Il faut douze ans à Marc Caro pour retrouver le chemin des plateaux et s’atteler à la réalisation de son premier long métrage en solo. Ce sera Dante 01,
combat christique
du bien divin et miraculeux contre le mal des avides progrès technologiques dans le huis-clos claustrophobique d’une station spatiale aux frontières d’un ardent soleil.
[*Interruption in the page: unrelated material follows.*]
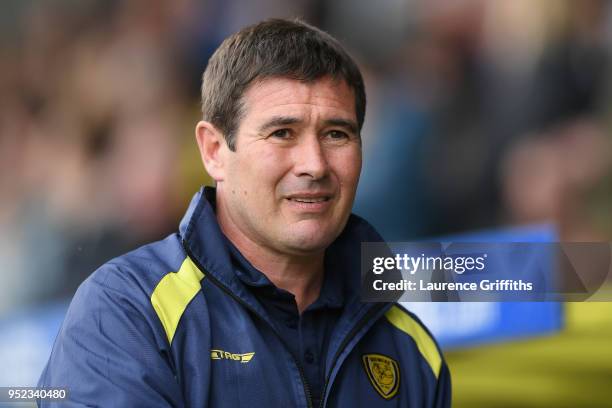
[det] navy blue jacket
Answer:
[39,192,450,408]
Deux nouveaux arrivants « aux portes de l’enfer » dérèglent le train-train des occupants : un prisonnier inconnu, désorienté sous une vision troublée, et une jeune généticienne arriviste et hautaine. Ils rejoignent là la lie de l’humanité, les trognes de Dominique Pinon, François Levantal, Bruno Lochet, François Hadji-Lazaro, Yann Collette et Lofti Yahya-Jedidi, et deux médecins aux noms en adéquation avec leur fonction de gardiens de ces portes : Charon, Gérarld Laroche, et Perséphone, Simone Maicanescu. Casting agréable mais très inégal où certains font ce qu’ils savent, où d’autres se révèlent. Où d’autres encore se plantent lamentablement sans que cela n’ait jamais semblé déranger le metteur en scène. Au centre, Lambert Wilson, le messie des lieux, compose avec justesse la douleur sourde qui tend les chairs de cet
étranger mutique et désemparé.
Finies les mécaniques complexes à l’œuvre dans Delicatessen ou La Cité des Enfants Perdus. Seul, Marc Caro simplifie le scénario pour se concentrer sur le visuel et le son. Les influences sont nombreuses, à commencer par l’évidence d’Alien qui hantait déjà les courts-métrages du réalisateur et de son ancien compère plus de vingt ans auparavant : couloirs étroits et déserts dans l’espace, même le mirage palpitant que dévore à pleines mains le christ perdu là est une larve des parasites dessinés par HR Giger, même l’idée de cette station prison rappelle la quadrilogie. On retrouve aussi beaucoup du Bunker de la Dernière Rafale, court co-réalisé avec Jean-Pierre Jeunet, dans les crânes chauves de l’équipage, l’enfermement, les effets visuels tournés vers l’expérimental, le dérèglement systématique du huis-clos. Mais pour agréables qu’elles soient, les références ne font pas le scénario, et l’abandon des mécaniques pour aller raconter l’ésotérique,
l’avènement d’un christ
capable pour sauver trois pèlerins d’éteindre un soleil, a certes ses charmes graphiques sur l’équilibre entre fascination du vide sidéral et effets visuels expérimentaux, et pourtant ne suffit pas ; il sonne comme un creux dans l’espace laissé vacant. La réalisation est enlevée, le rythme bien trouvé, mais le creux scénaristique empêche les comédiens et l’auteur de trouver le ton de l’angoisse, le poids des enjeux.
Restent de belles prières crucifiées sur l’autel de la naïveté intacte de ce créateur.